English proficiency is improving overall but polarised progress: EF EPI
More countries than ever are in the Very High Proficiency band in this year’s EF English Proficiency Index, signalling overall progress is being made in improving proficiency, but progress is polarised across countries and regions.
The Netherlands has overtaken Sweden to be back in pole position as the nation with the most proficient English speakers in the world. It was also in pole position in 2016 and each year sees a jostling of position among Scandinavian countries for the top spot.
But in other regions, results are somewhat sporadic. For example, in Europe, France’s scores have improved for the past two years, but Spain and Italy still lag behind the rest of the EU in terms of average scores.
The scores are achieved through analysing results from 2.3 million adults who took an online English test in 2018 via EF Standard English Test (EF SET).
The Netherlands reached 70.27 on the index while the country with the lowest proficiency, Libya, scored just 40.87. Sweden dropped to second place with a score of 68.74.
In Latin America, the region’s two most populous countries, Mexico and Brazil, experienced slight declines in scores. Other Latin American countries, many of which have invested heavily in teacher training in recent years, are at last seeing real improvement, the report notes.
English proficiency in Asia declined slightly compared with last year, with over half the countries surveyed registering a lower score. However China made gains, moving from the ‘low’ band to ‘moderate’ proficiency for the first time.
Authors of the EPI also found a correlation between high English proficiency and various indicators of economic competitiveness, including higher income and increased labor productivity.

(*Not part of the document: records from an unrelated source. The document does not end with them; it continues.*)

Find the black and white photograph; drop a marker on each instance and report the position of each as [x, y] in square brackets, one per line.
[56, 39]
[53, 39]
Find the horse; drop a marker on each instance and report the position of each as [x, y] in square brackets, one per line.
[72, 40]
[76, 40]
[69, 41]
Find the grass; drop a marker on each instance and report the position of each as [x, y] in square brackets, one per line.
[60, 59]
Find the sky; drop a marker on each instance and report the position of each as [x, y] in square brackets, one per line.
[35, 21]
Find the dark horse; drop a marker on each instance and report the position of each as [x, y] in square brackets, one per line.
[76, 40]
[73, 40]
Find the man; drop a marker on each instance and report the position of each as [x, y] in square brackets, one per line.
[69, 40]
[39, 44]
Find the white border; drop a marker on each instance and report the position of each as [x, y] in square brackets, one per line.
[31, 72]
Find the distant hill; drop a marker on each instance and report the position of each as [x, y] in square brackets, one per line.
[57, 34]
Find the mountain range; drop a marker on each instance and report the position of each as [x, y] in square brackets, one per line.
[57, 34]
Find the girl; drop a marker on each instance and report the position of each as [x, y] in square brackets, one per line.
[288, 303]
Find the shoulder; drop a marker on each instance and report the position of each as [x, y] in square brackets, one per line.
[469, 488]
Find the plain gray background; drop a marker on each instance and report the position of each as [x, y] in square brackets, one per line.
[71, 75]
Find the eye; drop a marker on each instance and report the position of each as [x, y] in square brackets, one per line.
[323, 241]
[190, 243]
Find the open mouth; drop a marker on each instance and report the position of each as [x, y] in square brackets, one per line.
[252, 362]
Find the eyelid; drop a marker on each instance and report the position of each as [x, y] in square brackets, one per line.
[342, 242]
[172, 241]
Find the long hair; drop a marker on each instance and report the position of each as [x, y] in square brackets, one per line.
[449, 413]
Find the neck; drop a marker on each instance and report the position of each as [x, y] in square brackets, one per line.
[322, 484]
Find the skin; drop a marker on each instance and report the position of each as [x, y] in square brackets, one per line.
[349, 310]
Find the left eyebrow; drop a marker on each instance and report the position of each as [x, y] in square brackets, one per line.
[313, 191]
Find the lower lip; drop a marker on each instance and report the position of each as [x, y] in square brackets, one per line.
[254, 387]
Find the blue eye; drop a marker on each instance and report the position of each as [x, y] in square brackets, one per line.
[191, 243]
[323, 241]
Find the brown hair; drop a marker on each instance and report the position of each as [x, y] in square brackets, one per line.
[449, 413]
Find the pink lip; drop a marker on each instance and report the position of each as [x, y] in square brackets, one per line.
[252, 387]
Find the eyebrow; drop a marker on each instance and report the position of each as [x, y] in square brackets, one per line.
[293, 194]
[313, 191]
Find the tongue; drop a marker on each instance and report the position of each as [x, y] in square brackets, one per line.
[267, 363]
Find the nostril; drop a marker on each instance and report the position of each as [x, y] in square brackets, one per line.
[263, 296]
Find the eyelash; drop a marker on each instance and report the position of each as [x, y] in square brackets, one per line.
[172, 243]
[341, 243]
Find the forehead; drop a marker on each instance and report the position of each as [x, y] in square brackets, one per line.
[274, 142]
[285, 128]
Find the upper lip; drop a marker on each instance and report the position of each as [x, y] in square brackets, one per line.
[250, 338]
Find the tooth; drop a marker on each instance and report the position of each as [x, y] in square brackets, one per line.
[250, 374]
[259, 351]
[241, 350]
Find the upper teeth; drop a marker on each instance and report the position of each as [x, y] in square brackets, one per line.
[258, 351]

This is a network effect, noted co-author, Kate Bell.
And while observing that any ranking can create a feeling of competition, she counselled, “there is not, in fact, a limited supply of English and countries do not need to compete to get it. On the contrary, the more countries (and people) learn English, the more useful English becomes.”
This year saw a 77% increase in test takers since last year. Eight new countries were included in the survey including Bahrain, Ivory Coast, Kenya, Kyrgyzstan, Maldives, Nepal, Paraguay, and Sudan.
Africa’s average proficiency score dropped, primarily due to score changes in South Africa and Ethiopia and to the inclusion of Sudan and Cameroon which both fall in the ‘very low’ proficiency band.
With an EPI average score of 44.60, the Middle East was the region with the lowest English proficiency. This year’s report showed that the Middle East is continuing to fall further behind other regions.
Another key finding of the report was that the English proficiency gender gap is closing
Another key finding of the report was that the English proficiency gender gap is closing. Last year womens’ average English level was higher than mens’ worldwide and in a majority of countries.
But this year women outscored men by less than one point in Africa, Asia and Europe. In Europe, men out performed women in more than half the countries in the region, and by significant margins in Denmark and Romania.
In Latin America, men’s scores were higher than women’s for the first time and in the Middle East, men’s average score continued to outpace women’s by a significant margin.
While that potential has not yet been fully realised, the EPI also found consistent correlations between English proficiency and measures of technology adoption, such as secure servers per capita, information and communication technology (ICT) exports, and broadband subscriptions.